Незнакомец глянул на нежные, белые руки молодого человека.
– Это предрасположение, инстинкт, – промолвил он. – Умонастроения такого рода приводят порой к хорошему результату, но их надобно направлять. Значит, коллеж вы не посещали, но в школу хотя бы ходили?
Жильбер покачал головой.
– А читать, писать умеете?
– Моя матушка перед смертью успела научить меня читать. Бедная матушка! Видя, какой я щуплый, она всегда говорила: «Из него не выйдет доброго работника, его нужно сделать священником или ученым». Когда я не хотел слушать урок, она твердила: «Учись читать, Жильбер, и тебе не придется рубить лес, ходить за плугом, тесать камни», и я учился. К несчастью, едва я научился читать, матушка скончалась.

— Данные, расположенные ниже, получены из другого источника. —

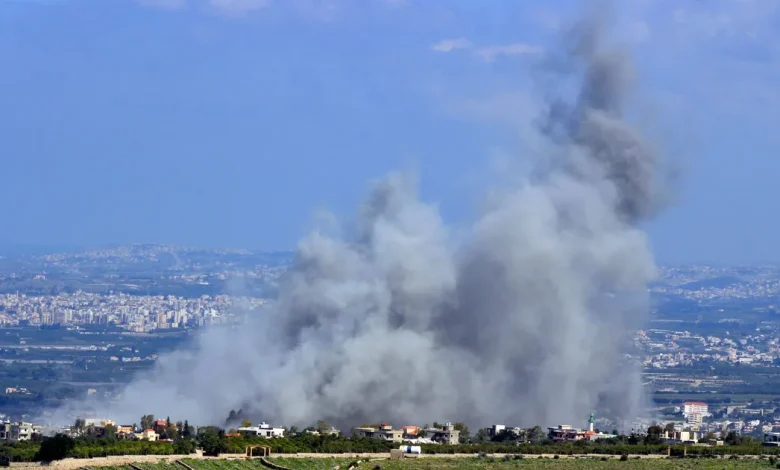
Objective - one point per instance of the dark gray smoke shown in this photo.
(522, 321)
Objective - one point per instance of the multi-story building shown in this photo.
(682, 436)
(384, 432)
(262, 430)
(564, 432)
(695, 407)
(446, 435)
(21, 431)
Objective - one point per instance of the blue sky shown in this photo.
(232, 122)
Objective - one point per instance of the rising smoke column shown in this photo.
(523, 322)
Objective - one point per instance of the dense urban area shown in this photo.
(83, 322)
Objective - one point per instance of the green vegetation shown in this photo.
(312, 464)
(564, 464)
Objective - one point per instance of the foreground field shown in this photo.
(507, 463)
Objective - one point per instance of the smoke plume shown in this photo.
(523, 320)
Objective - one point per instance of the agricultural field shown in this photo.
(567, 464)
(470, 463)
(317, 463)
(220, 464)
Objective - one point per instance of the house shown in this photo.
(771, 439)
(446, 435)
(330, 432)
(683, 437)
(263, 430)
(564, 432)
(384, 432)
(695, 407)
(411, 432)
(160, 426)
(21, 431)
(147, 435)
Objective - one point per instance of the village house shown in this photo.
(262, 430)
(147, 435)
(384, 432)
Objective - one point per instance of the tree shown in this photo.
(323, 426)
(183, 446)
(56, 448)
(483, 435)
(536, 435)
(464, 431)
(109, 432)
(212, 443)
(654, 434)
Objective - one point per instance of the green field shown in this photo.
(466, 463)
(316, 464)
(565, 464)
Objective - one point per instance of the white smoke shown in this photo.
(522, 319)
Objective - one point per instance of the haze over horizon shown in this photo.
(232, 123)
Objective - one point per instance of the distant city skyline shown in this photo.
(232, 124)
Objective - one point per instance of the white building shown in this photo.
(694, 419)
(695, 407)
(20, 431)
(262, 430)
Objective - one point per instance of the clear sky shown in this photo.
(231, 122)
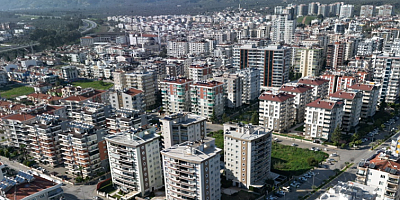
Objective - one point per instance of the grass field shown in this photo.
(292, 161)
(13, 91)
(100, 85)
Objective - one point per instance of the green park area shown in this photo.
(13, 91)
(294, 161)
(99, 85)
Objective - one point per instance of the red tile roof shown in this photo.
(281, 97)
(133, 91)
(323, 104)
(343, 95)
(363, 87)
(382, 164)
(296, 89)
(317, 81)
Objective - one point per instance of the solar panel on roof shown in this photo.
(372, 165)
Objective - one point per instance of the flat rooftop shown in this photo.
(349, 190)
(245, 131)
(133, 138)
(194, 152)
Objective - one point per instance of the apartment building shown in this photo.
(384, 10)
(75, 101)
(200, 72)
(283, 28)
(251, 146)
(276, 111)
(16, 128)
(43, 137)
(175, 95)
(303, 96)
(251, 84)
(134, 157)
(69, 73)
(177, 48)
(370, 98)
(272, 61)
(367, 10)
(91, 113)
(182, 127)
(320, 86)
(381, 172)
(346, 11)
(192, 170)
(145, 81)
(307, 61)
(206, 98)
(124, 119)
(387, 73)
(322, 117)
(352, 108)
(131, 99)
(233, 89)
(80, 149)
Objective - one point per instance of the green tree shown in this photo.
(336, 135)
(312, 161)
(254, 118)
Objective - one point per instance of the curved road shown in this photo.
(87, 26)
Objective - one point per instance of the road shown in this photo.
(77, 192)
(344, 155)
(19, 47)
(87, 26)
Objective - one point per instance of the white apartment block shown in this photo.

– А кто научил вас писать?
– Сам научился.
– Сами?
– Да, я писал заостренной палочкой на песке, который предварительно просеял, чтобы он стал тоньше. Два года я писал только печатными буквами, копируя их из книг, и понятия не имел, что есть и другие буквы, кроме тех, которые так ловко научился изображать. Но однажды, почти три года назад, мадемуазель Андреа уехала в монастырь, а через несколько дней почтальон передал мне письмо, которое она написала отцу. И вот тогда-то я увидел, что существуют не только печатные буквы. Господин де Таверне сломал печать, а конверт бросил на пол; я тут же его подобрал и унес, а потом, когда почтальон приехал снова, я вместе с ним прочел адрес. Звучал он так. «Господину барону де Таверне Мезон-Руж, в его замок, близ Пьерфита».
Рядом с каждой из этих букв я написал соответствующую ей печатную букву и увидел, что в этих двух строках содержится почти весь алфавит. Я стал копировать буквы, написанные м-ль Андреа. Через неделю, написав адрес несколько тысяч раз, я уже умел писать. Пишу я сносно, даже, пожалуй, неплохо. Теперь вы видите, сударь, что мои надежды вовсе не так уж несбыточны: я умею писать, прочел все, что попадалось мне под руку, пробовал размышлять над прочитанным. Неужели же я не найду человека, которому нужно мое перо, или слепого, которому нужны мои глаза, или немого, которому нужен мой язык?
– Вы забываете, что в таком случае у вас появится хозяин, а иметь хозяина вы не хотите. Секретарь или чтец – это ведь прислуга второго сорта, не больше.
– Это верно, – побледнев, пробормотал Жильбер, – но я все равно добьюсь своего. Буду мостить парижские мостовые, носить воду, если нужно, но своего добьюсь или умру, и тогда моя цель все равно будет достигнута.
– Ну что ж, – откликнулся незнакомец, – вы мне кажетесь человеком, исполненным благих намерений и мужественным.
– Вот вы так добры ко мне. Скажите, у вас есть какое-нибудь ремесло? Одеты вы, как одеваются финансисты.
Старик мягко и грустно улыбнулся.
– Да, у меня есть ремесло, – ответил он, – поскольку оно должно быть у каждого, но с финансами я ничего общего не имею. Финансисты не собирают трав.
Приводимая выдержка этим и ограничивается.